For decades, Jimmy Savile was everywhere. He DJs on the “nation’s favorite” radio station, BBC Radio 1. He presents Top of the Pops, the virtual music water cooler that about a third of the country gathers every Thursday night. He runs the London Marathon for charity. He was on stage at a concert, introducing The Beatles or the Stones. You’ll see him happily giving away Prince Charles or Margaret Thatcher. And, of course, he made the kids’ dreams come true every Saturday teatime.
This, obviously, was part of the plan. Savile covers all bases. And the sad thing is, as the film reminds us, Jim’ll Fix It – where children’s dreams are helped to come true on national television – was a brilliant idea for a TV show. There’s an absolutely captivating clip in an episode of one of the documentaries where a schoolboy takes his favorite teacher out for afternoon tea at a fancy restaurant. Another happened on the set of Star Trek and, eyes wide in astonishment, met Captain Kirk. These moments, it turns out, are just a bulwark against child abuse. Now it was impossible to separate them from what Savile did.

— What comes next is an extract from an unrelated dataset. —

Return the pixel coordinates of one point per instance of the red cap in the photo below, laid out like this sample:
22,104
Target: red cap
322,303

In pre-internet England, where there were only three TV channels, Britain’s national broadcaster did a lot of the heavy lifting on behalf of the nation’s inner life. At the behest of its founder, Lord Reith, the BBC was supposed to inform, educate and entertain – after all, there were fewer options back then. Children of the 70s and 80s are familiar with cultural rarities. But they were also familiar with cultural collectivities – an experience the BBC shared with Britain at the time. Not without reason it was nicknamed “Auntie”.

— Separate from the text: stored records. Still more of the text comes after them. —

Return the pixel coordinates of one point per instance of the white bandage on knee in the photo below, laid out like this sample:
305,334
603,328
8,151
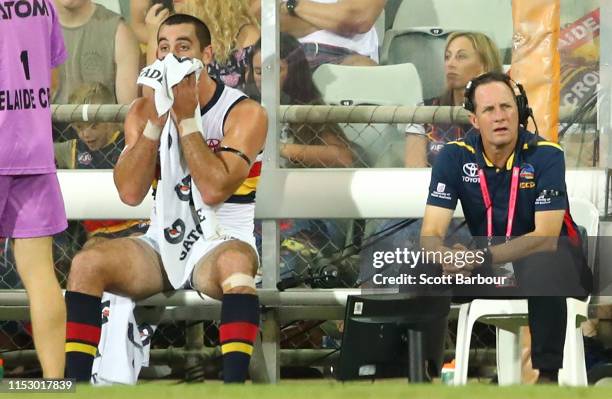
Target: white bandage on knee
238,280
191,125
152,131
188,126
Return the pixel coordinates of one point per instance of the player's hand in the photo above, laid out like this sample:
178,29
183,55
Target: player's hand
459,265
155,16
151,113
185,99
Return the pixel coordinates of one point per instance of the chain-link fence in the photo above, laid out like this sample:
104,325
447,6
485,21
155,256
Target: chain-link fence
317,253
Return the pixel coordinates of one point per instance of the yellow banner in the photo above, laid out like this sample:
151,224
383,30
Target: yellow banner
535,59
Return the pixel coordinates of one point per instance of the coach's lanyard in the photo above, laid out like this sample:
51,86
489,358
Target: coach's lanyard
489,204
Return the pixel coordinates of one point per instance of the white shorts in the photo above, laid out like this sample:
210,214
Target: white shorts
200,249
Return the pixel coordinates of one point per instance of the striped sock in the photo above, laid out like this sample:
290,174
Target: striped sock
237,333
82,334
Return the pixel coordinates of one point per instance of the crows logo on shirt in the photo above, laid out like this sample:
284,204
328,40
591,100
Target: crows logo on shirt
105,311
176,232
183,189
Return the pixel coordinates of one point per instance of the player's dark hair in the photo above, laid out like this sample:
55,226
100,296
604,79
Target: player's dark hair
202,32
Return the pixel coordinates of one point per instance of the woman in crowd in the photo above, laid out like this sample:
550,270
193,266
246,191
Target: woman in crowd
305,145
98,146
233,30
467,55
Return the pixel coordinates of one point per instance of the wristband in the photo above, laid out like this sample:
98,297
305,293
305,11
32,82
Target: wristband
188,126
291,4
152,131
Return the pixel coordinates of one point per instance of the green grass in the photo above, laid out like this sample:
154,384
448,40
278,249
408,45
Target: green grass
328,389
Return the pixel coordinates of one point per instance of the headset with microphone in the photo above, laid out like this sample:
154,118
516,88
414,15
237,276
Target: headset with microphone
520,96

But now it’s harder to think of the BBC in those terms. As the film emphasizes, the early burial of Savile Meirion Jones and Liz MacKean is one of the most humiliating episodes in BBC history. But horror is, ultimately, more abstract, more philosophical. Finally, it always revolves back to issues of power and trust; the trust children have in adults, the trust the BBC has in Savile, and the trust and power it gives the BBC.
In film archive footage abounds, Savile is constantly surrounded by young women and children. Some were interviewed as adults and when they watched clips of themselves, it was possible to feel their confusion. They were momentarily happy to see their younger selves on TV. They smile. Then, they remember. Savile’s constant persistence and coercion, overt and rebellious. Every touch – and, triggering a warning, there are many touches in this documentary – now feels like a violation. He’s a big star and he’s doing this because he can. He reduced everyone in his orbit to applicant status.
And really, everyone has. Every kid who either watched or participated in Savile’s Saturday night light entertainment Trojan horse fell under his spell. In the context of everything we know today, the power imbalance is beyond words – and so are the implications. Watching this documentary is reminiscent of Jimmy Savile making many British childhood memories. Then, he made the entire country eager to forget them.